The UN official appealed to authorities "to think hard before putting restrictions on them (health workers)."

He said the UN Ebola Response Multi-Partner Trust Fund had now successfully received approximately US$116 million in commitments and pledges, and these funds will be used for the most critical, unfunded priorities of the response.

He also disclosed that the Ebola Response Plan of US$988 million had received US$540 million, or about 50 per cent of the total required.

According to the latest WHO statistics on the Ebola outbreak issued today, 13,567 cases and 4,951 deaths have been reported in the six affected countries of Guinea, Liberia, Mali, Sierra Leone, Spain, and the US, along with two previously affected countries, Nigeria and Senegal.

The cases reported are fewer than those last reported due mainly to suspected cases in Guinea being discarded, WHO said.

Meanwhile, the UN World Health Organization (WHO) announced it is updating its guidelines of the so-called personal protective equipment (PPE) for healthcare workers to ensure protection
of the mouth, nose and eyes from contaminated droplets and fluids.
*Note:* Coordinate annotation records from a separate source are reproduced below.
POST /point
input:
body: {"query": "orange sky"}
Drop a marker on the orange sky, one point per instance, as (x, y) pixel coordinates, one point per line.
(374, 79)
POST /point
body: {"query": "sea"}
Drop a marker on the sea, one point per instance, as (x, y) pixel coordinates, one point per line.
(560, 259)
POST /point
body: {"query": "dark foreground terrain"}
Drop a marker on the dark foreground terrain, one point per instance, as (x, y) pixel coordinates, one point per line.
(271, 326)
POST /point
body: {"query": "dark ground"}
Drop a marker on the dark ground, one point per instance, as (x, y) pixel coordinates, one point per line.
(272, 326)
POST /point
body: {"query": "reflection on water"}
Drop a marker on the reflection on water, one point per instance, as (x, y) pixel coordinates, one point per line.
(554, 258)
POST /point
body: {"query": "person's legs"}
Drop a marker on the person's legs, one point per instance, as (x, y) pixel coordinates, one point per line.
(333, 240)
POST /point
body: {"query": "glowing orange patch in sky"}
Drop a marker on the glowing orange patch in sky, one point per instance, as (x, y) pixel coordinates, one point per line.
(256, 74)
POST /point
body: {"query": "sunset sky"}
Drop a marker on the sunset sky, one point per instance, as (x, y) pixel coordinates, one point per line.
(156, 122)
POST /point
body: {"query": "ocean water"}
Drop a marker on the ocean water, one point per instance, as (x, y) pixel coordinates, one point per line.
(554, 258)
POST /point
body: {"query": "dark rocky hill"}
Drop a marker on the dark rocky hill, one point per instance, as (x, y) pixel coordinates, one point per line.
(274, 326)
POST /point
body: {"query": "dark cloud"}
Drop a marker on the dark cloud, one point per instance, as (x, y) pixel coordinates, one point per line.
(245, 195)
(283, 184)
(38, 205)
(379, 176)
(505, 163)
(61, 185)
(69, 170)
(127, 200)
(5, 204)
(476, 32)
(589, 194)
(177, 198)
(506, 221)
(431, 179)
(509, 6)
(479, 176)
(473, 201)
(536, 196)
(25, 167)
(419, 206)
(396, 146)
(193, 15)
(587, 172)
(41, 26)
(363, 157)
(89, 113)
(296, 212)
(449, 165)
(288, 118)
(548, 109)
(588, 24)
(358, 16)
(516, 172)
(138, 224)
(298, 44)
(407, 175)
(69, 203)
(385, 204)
WHO also said that given that hands were known to transmit pathogens to other parts of the body, as well as to other individuals, hand hygiene and gloves were essential, both to protect the health worker and to prevent transmission to others, and recommended health workers wore double gloves.

It said face cover, protective foot wear, gowns or coveralls, and head cover were also considered essential to prevent transmission to healthcare workers.

Dr. Edward Kelley, WHO Director for Service Delivery and Safety, said: "These guidelines hold
an important role in clarifying effective personal protective equipment options that protect the
safety of healthcare workers and patients from Ebola virus disease transmission."

In a related development, a UN Development Programme (UNDP) socio-economic impact study on Guinea has shown that economic growth in the country slowed from 4.5 percent to 2.4 per cent.

The study also noted a deterioration of poor households' food and nutritional security, postponement of the beginning of the school year and lower attendance rates in health facilities.